Мысли у меня в голове носились, словно испуганная стайка воробьёв. Чирикали, щебетали.
— Поздно для чего? — поймал я первого попавшегося «воробья».
— Для мира, для чего ж ещё? — пожала плечами Баба-яга.
Она с нежностью чесала Дёме за ушком, и у меня появилась надежда, что она отпустит нас просто так, без всякой платы. Я воспрял духом. И не только я — в глазах парней появились облегчение и готовность идти. Но Баба-яга вдруг продолжила… Так же ласково, как до этого говорила о Дёме:
— Вот только пропустить в мир живых я вас не могу. Придётся миру справляться самому. Правда, Дёма?

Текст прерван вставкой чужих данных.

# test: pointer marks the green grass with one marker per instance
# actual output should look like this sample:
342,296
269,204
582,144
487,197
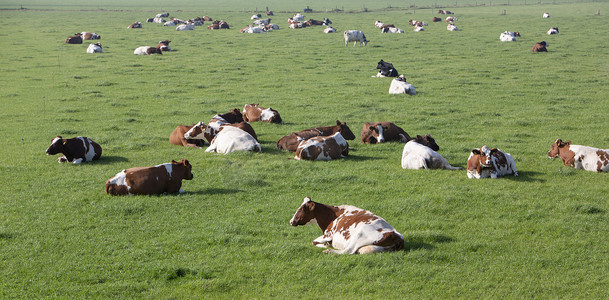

Котёнок потянулся у неё на коленях, даже коготки выпустил от наслаждения, широко зевнул и повернулся на другой бок.
— Как не можете? — спросил я целую вечность спустя.
— Так! — ответила привратница. — Я поставлена охранять мир живых. Пока я здесь, никто и ничто из того мира в этот не пройдёт!
Окончательно сбитый с толку, я спросил:
— А зачем тогда Дёму посылали?
— Сам бы ты путь ко мне не нашёл, — Баба-яга сказала это, как нечто само собой разумеющееся.
Вот только для меня это был полный абсурд! Рисковать жизнью Дёмы, отправляя его за мной, ждать, волноваться, успеем мы или нет — она же сказала, типа хорошо, что успели, значит, волновалась… И после этого не пускать нас домой? Глупость несусветная!
— Зачем я вам? — рубанул я в лоб.
— Ты внук Огня, — так же прямо ответила привратница. — В тебе его пламя. Только тебе по силам укрепить купол.
— Бред какой-то, — растерялся я.
Я хорошо знал обоих своих дедов. Люди как люди, ничего огненного в них не было. Мамин папа, дед Антон, — заядлый рыбак. Он все выходные пропадает с удочкой на пруду. Баба Дуся потом ругается — кто рыбу чистить будет? Раздаёт её соседям. Дед Антон только посмеивается, ему главное процесс. А папин папа, дед Емельян, — балагур и весельчак, любит прихвастнуть. Баба Люба называет его балаболом, повторяет: «Мели, Емеля, твоя неделя». Дед кипятится, говорит, мол, не виноват, что ему такое имя дали. Баба Люба всегда заботится о нём, переживает, если он задерживается в гараже. Говорит, мол, давление… беречься надо!
Баба-яга с усмешкой наблюдала за мной, а потом припечатала:
— Но пропустить я тебя не могу.
— Так ведь вы же сами… купол… — окончательно растерялся я, но хозяйка равнодушно пожала плечами:
— А я тут причём? Я поставлена охранять границу. Свою работу выполняю исправно. До остального мне дела нет.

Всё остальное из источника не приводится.